From my limited experience, I think that the evolution debate divide in the US is largely regional. Most of the Christian fundamentalists are concentrated in the “deep south” (the southeast) and the middle of the country, whereas the northeast, northern midwest, and west coast tend to be more liberal both with politics, and, apparently, scientific thought. Call me a northern elitist, but that’s what I’ve noticed. I am also an atheist, but most of my friends are either atheist or agnostic, and those who are religious still believe in science, to say the least. I think this image of science-denying Americans is largely stereotypical, brought on by the media, and I highly doubt that 50% of Americans deny evolution. That’s simply absurd.
March 12th, 2008 at 8:36 am
http://news.nationalgeographic.com/news/bigphotos/21329204.html
The above link is to a study published in National Geographic News.

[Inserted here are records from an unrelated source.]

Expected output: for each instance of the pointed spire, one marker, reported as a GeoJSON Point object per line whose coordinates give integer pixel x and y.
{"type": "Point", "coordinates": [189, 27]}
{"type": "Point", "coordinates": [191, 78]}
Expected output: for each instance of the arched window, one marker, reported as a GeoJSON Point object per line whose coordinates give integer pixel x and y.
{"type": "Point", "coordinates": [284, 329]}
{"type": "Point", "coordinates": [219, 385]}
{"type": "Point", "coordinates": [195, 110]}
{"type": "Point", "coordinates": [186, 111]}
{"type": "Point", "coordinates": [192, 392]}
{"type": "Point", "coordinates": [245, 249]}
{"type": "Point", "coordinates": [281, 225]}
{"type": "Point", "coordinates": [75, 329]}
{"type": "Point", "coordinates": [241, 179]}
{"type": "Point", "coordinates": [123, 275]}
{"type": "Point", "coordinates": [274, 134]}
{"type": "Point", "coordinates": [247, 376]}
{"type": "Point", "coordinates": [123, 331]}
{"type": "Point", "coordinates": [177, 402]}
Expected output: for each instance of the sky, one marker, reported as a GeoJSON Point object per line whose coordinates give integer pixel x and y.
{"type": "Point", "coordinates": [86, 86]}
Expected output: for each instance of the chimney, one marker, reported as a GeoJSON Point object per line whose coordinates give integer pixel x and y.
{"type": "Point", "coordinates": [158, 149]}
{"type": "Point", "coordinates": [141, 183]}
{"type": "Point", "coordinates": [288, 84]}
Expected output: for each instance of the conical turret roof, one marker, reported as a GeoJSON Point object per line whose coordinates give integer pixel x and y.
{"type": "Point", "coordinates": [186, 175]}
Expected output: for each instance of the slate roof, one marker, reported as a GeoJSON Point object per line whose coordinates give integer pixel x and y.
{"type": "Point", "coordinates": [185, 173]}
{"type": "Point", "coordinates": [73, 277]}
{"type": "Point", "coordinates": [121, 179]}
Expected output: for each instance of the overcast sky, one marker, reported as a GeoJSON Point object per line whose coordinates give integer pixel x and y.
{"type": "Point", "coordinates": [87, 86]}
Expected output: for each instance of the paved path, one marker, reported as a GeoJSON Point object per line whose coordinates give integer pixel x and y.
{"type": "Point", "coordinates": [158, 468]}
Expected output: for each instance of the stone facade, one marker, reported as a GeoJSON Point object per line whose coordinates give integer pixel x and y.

An interesting point is that while many of the countries studied have a majority who accept evolution as true, only 4 (Iceland, France, Sweden, Denmark) have over 80% of their population who accept it as true.
This flies in the face of the claim that “Creationism hardly exists outside the States”.
June 28th, 2008 at 11:53 pm
From down under.
It does worrying that it seems American matches the fanaticism of middle eastern countries in terms of believing blindly in their religion.
Silly? maybe not.
But remembering how such big nation with so much (military/political) power believing something without any sort of questioning is so frightening.